Understanding the boot process

Hey guys,

I am working on a security module which checks signatures of binarys/shared libs. The Linux security framework (and thus my module) gets loaded early in the bootprocess.
Right now all my module does is - whenever a binary gets mmap'ed for execution - print out a message using printk() if the signature in the binary is valid or not.

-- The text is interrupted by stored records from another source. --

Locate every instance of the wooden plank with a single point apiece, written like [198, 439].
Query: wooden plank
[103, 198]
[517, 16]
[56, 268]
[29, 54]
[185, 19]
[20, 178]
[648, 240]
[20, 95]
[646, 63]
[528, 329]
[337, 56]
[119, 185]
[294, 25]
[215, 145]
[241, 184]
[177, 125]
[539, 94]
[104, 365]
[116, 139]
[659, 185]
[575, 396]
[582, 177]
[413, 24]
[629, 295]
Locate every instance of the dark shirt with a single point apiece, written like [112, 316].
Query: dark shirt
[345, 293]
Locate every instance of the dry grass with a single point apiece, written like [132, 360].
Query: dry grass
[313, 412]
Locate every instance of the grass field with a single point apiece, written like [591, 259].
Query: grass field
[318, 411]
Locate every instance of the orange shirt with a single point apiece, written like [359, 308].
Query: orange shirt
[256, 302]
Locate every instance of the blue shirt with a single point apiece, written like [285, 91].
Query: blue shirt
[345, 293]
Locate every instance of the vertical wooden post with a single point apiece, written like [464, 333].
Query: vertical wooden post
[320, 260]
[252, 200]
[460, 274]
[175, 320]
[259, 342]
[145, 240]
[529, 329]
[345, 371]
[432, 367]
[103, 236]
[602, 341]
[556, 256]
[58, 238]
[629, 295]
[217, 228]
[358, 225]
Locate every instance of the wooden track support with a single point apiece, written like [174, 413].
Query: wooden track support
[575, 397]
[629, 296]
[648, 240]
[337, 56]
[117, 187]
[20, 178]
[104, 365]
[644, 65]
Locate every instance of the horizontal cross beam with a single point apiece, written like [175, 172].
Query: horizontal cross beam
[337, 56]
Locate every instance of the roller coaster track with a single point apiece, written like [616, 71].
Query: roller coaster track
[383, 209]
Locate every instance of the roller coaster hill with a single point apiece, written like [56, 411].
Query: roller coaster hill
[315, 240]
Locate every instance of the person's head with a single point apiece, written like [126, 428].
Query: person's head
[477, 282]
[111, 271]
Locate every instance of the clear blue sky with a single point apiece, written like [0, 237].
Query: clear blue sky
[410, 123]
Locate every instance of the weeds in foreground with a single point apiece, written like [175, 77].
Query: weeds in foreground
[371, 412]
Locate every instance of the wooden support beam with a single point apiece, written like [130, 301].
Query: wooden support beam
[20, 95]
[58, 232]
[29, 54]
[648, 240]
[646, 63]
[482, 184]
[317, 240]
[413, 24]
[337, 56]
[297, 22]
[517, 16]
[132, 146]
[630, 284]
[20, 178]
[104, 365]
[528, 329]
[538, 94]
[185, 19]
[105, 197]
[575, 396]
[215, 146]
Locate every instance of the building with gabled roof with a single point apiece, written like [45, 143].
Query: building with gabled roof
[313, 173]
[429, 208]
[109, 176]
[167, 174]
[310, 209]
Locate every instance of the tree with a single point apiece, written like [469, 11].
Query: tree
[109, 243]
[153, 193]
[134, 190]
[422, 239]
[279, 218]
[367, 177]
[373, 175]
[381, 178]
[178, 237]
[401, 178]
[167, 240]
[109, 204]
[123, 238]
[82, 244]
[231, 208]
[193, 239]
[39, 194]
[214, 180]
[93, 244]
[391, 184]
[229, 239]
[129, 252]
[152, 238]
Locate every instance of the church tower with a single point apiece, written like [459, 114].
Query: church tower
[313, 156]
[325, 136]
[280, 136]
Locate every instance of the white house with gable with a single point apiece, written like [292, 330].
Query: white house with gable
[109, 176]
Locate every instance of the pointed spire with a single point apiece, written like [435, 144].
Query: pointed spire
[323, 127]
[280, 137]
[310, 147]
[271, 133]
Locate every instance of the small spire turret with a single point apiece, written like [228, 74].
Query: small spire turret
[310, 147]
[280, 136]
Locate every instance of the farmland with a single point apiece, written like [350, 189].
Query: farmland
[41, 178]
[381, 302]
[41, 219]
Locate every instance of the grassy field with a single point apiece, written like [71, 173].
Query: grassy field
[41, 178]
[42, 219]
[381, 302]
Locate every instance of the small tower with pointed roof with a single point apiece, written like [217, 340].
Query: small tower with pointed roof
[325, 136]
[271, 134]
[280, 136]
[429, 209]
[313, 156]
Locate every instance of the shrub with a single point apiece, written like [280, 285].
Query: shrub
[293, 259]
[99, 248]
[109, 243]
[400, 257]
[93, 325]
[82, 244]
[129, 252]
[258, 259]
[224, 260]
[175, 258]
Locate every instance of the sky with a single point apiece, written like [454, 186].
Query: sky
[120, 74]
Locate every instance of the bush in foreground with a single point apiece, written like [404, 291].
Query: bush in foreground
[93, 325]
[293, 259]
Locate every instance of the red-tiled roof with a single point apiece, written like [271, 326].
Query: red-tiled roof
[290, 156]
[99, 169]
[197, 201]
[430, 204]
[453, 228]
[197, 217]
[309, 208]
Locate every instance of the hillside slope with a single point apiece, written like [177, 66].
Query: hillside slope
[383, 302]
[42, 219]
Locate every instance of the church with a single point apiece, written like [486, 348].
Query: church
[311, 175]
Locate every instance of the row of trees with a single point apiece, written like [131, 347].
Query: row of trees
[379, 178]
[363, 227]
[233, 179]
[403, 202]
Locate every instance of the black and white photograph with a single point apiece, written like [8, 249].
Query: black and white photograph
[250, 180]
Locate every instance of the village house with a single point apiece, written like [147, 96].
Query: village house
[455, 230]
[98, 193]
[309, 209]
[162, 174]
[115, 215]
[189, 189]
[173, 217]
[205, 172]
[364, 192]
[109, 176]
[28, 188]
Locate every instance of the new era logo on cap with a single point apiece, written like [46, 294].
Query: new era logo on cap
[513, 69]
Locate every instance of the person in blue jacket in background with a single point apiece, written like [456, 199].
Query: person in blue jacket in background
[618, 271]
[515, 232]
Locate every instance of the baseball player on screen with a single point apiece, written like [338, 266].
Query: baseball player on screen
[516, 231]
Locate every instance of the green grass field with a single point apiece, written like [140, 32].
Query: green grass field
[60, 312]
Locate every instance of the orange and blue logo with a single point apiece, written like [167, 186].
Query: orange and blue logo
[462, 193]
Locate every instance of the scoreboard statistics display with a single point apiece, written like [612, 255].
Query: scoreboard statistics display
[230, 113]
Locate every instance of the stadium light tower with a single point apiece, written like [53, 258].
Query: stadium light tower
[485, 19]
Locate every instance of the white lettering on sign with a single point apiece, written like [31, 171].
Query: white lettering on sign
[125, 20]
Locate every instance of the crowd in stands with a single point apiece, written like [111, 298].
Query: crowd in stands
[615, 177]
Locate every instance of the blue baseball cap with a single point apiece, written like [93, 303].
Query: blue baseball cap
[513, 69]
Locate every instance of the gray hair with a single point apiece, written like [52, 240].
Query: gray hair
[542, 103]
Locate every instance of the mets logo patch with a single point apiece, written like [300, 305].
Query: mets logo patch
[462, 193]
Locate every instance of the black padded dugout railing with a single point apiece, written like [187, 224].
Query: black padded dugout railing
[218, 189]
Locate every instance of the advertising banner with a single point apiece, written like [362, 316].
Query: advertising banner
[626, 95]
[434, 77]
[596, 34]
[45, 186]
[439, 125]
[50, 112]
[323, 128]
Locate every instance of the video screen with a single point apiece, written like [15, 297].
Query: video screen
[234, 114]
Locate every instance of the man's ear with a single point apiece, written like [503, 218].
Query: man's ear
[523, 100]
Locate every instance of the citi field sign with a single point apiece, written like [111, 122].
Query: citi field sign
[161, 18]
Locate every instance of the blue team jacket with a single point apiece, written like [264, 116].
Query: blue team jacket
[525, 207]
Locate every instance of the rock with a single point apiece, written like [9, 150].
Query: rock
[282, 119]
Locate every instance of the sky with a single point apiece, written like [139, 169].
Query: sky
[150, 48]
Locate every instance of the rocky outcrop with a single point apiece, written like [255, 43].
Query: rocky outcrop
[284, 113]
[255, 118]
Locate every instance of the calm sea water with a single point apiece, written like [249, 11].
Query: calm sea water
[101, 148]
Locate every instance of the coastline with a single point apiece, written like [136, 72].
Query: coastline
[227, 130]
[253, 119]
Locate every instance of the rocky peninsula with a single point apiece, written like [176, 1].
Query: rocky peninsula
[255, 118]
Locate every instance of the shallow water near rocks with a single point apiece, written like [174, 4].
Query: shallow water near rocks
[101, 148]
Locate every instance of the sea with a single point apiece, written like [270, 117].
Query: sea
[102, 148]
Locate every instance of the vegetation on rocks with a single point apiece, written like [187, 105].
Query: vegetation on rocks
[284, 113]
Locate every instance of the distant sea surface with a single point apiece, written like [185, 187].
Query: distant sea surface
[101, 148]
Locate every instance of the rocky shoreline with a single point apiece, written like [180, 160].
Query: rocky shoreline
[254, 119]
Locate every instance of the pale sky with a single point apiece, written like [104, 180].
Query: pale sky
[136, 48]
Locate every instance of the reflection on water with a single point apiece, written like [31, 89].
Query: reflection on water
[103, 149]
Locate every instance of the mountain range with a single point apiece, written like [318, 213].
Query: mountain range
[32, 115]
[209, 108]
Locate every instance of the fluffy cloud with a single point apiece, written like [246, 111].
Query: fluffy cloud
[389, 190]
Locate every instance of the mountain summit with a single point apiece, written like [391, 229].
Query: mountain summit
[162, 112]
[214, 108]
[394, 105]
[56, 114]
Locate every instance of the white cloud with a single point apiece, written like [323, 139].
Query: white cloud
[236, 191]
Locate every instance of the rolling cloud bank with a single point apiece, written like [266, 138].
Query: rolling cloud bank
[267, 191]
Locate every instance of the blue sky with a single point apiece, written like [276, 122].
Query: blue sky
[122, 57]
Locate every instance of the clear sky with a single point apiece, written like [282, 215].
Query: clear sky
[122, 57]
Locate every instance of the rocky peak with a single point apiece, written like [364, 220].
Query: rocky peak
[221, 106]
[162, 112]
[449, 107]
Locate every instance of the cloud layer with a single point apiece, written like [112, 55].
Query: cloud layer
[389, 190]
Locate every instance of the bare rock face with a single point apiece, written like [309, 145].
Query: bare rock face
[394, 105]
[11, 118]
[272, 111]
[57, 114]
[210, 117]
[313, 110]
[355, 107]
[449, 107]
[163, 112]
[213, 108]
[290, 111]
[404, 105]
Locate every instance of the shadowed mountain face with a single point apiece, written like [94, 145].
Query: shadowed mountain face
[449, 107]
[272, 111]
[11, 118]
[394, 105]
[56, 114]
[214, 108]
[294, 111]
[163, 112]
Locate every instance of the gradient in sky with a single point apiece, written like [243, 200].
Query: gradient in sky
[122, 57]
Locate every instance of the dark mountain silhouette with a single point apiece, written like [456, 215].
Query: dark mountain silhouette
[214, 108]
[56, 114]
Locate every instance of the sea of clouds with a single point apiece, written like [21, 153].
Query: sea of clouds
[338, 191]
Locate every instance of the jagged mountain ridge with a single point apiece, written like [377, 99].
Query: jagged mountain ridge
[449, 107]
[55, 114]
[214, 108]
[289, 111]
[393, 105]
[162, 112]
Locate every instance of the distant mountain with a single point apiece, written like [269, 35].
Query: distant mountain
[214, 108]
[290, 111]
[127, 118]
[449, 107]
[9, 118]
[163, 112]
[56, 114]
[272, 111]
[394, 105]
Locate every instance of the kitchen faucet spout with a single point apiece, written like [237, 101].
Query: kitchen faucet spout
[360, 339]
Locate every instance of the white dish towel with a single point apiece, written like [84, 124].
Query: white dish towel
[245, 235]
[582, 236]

When everything is loaded, all is fine, but not during boottime. At the very beginning it looks as if the files get loaded from another place. Just a sample output of my logfile - I chose to took exactly the part where the files seem to switch:

Mar 17 18:31:05 localhost kernel: [ 12.370243] - SIGCHECK: ld-2.13.so - No signature! 4393 / 132600
Mar 17 18:31:05 localhost kernel: [ 12.372407] - SIGCHECK: libc-2.13.so - No signature! 4391 / 1348016
Mar 17 18:31:05 localhost kernel: [ 12.458529] - SIGCHECK: init - No signature! 97804 / 31264
Mar 17 18:31:05 localhost kernel: [ 12.489367] - SIGCHECK: ld-2.13.so - Verifiation successful! 279949 / 133176
Mar 17 18:31:05 localhost kernel: [ 12.605187] - SIGCHECK: libc-2.13.so - Verifiation successful! 279931 / 1348576

The last 2 numbers are the i_ino and i_size of the inode. I put them in there to see if they are different files. As you can see they are indeed.
But when I do a find I only find one e.g. libc on my filesystem (the signed one).
So during the beginning of the bootphase I assume that the files get loaded not from within the filesystem but from somewhere else (initrd maybe?).

Now the question is: From where get these files loaded and how can I access them to sign them so that they get accepted by my security module

Edit: Since init is the first binary to be verified successfullzy, I am now pretty sure the reason is the initrd. So since I created it before I signed the files, the files in my initrd fail. Now this question kind of turns into a: How is initrd created with mkinitcpio? Does it simply take already exisiting files and pack them together? If yes, I would just need to create a new initrd. But from which place does it take the files?

You did not tell us particular GNU/Linux distribution you are on but you reference to mkinitcpio seems to indicate that you are on ArchLinux. mkinitcpio is a shell script which you can examine to see where it is picking up the initrd contents. BTW, it uses BusyBox to reduce size of initrd.